The sad reality is that while we should obviously try to do more to encourage people with long-term ill-health back into work, it’s really hard to make a difference and interventions often come too late. The best way to help these people to work is to stop them from exiting the workplace in the first place.

That same approach should now be applied for those who have to take time-off because long-term sickness – they’re far more likely to be able to return to their previous job with their employer, than navigate the jobs market from scratch, with a huge gap on their CV.

As well as learning from what has worked well for mothers in the past, and applying that success to other groups of workers, there’s also more we can do to help the next generation of mothers into work.

While maternal employment grew rapidly (by five percentage points) in the decade running up to the pandemic, a huge gap still exists between richer and poorer women. Just half of women aged 25-54 in low-income households are in work, compared to 94 per cent in high-income households.
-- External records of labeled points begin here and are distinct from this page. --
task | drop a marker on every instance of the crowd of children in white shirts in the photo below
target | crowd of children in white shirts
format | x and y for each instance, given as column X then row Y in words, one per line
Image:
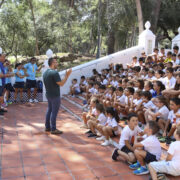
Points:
column 146, row 95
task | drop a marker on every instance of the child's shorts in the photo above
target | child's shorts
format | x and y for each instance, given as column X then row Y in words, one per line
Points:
column 77, row 92
column 1, row 90
column 125, row 149
column 150, row 158
column 169, row 127
column 9, row 87
column 165, row 167
column 19, row 85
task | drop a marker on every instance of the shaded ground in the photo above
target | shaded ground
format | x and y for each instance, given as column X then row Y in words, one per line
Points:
column 29, row 153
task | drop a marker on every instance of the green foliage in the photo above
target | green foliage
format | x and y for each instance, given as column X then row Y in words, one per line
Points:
column 71, row 25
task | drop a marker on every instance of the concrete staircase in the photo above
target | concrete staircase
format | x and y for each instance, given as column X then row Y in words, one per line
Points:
column 74, row 106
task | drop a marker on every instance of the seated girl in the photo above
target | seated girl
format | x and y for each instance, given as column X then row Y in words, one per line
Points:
column 172, row 163
column 126, row 142
column 162, row 113
column 94, row 122
column 111, row 127
column 92, row 113
column 74, row 88
column 135, row 101
column 170, row 125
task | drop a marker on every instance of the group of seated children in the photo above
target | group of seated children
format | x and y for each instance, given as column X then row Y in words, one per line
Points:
column 147, row 95
column 20, row 72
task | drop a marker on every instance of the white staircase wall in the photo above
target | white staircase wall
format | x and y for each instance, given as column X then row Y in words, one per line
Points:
column 121, row 57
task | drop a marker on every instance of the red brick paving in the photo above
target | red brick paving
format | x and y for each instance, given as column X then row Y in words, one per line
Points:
column 27, row 153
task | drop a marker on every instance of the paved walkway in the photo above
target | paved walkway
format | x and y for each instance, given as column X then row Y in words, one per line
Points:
column 28, row 153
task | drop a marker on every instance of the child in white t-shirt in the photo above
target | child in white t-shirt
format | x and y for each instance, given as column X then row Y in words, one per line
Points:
column 162, row 112
column 169, row 81
column 74, row 89
column 173, row 119
column 128, row 135
column 109, row 96
column 119, row 99
column 135, row 101
column 101, row 119
column 148, row 150
column 111, row 128
column 86, row 116
column 172, row 163
column 83, row 84
column 104, row 80
column 144, row 105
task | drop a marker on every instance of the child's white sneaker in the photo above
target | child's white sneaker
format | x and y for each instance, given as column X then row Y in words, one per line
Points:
column 30, row 100
column 111, row 141
column 102, row 138
column 106, row 143
column 35, row 100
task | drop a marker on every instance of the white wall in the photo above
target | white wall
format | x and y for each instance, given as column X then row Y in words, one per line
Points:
column 122, row 57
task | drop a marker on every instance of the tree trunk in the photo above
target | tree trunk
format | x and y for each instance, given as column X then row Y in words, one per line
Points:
column 111, row 33
column 111, row 41
column 35, row 29
column 1, row 3
column 98, row 55
column 155, row 14
column 140, row 16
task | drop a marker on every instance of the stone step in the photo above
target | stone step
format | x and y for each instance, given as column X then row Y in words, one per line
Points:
column 72, row 108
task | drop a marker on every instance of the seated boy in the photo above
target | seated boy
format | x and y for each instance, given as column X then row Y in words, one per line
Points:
column 172, row 163
column 83, row 84
column 128, row 134
column 74, row 89
column 150, row 149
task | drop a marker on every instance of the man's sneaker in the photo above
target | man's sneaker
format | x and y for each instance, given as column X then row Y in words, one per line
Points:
column 47, row 129
column 56, row 132
column 9, row 102
column 102, row 138
column 111, row 141
column 92, row 135
column 1, row 114
column 30, row 100
column 88, row 132
column 3, row 110
column 115, row 154
column 135, row 165
column 84, row 126
column 106, row 143
column 141, row 171
column 168, row 140
column 36, row 101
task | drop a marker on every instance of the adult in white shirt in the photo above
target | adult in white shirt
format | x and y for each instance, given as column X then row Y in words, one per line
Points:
column 151, row 149
column 172, row 163
column 169, row 81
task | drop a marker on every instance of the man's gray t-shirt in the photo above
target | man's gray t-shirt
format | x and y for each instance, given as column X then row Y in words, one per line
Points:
column 50, row 77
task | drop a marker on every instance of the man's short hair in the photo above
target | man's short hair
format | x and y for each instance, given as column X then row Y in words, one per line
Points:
column 153, row 125
column 50, row 61
column 33, row 58
column 176, row 48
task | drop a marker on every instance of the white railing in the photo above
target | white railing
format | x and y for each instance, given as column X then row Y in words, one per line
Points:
column 122, row 57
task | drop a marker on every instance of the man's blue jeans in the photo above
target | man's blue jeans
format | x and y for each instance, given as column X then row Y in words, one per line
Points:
column 52, row 111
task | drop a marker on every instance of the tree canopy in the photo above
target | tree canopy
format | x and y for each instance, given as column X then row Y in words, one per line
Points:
column 30, row 27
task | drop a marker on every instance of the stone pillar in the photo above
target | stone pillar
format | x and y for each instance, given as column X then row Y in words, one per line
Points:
column 176, row 40
column 147, row 39
column 49, row 54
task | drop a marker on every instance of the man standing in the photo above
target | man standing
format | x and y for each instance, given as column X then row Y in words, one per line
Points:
column 2, row 82
column 31, row 69
column 52, row 82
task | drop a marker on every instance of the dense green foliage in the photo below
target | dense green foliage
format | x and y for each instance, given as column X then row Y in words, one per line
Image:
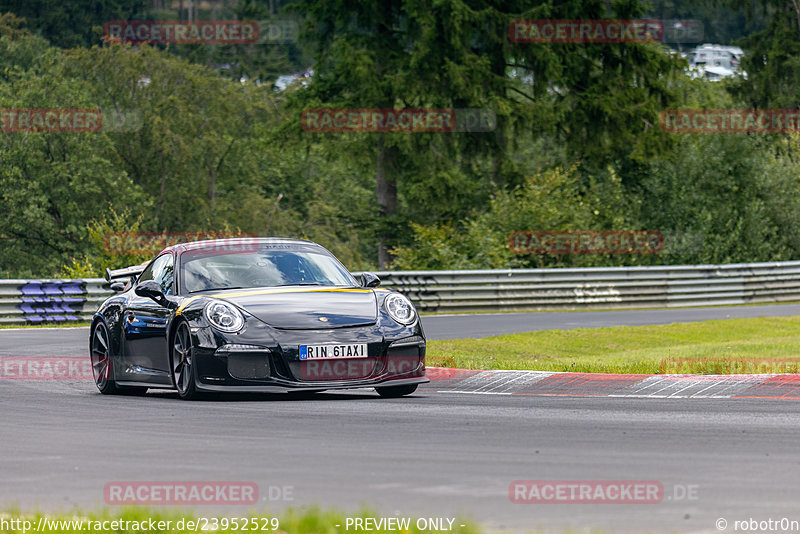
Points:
column 186, row 146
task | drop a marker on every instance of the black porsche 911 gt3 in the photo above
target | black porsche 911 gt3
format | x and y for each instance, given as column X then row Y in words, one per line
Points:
column 253, row 315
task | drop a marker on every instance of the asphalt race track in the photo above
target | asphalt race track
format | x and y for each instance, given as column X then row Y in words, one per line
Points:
column 435, row 454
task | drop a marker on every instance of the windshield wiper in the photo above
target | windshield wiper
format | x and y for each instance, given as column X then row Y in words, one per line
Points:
column 217, row 289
Childcare costs and weak work incentives are major barriers to employment for low-income women, and both need to be addressed. Here we need to get the reform right. The most popular policy among politicians is expanding ‘free hours’ of childcare. But the evidence shows that this policy delivers an income boost to (often high-earning) working mums, not an employment boost for those who are less well off. A more effective approach would be to make Universal Credit more ‘female friendly’ with up-front support with childcare costs and Work Allowances – the part of Universal Credit that ‘makes work pay’ – targeted at second earners.

Boosting workforce participation is not going to be easy in the 2020s, set against the backdrop of the baby boomer generation retiring and ill-health on the rise. But it’s an issue that we’ve excelled at in the recent past, and can do so again. The upcoming Budget is the first big test of whether the Chancellor has understood that mums hold the key to getting Britain working again.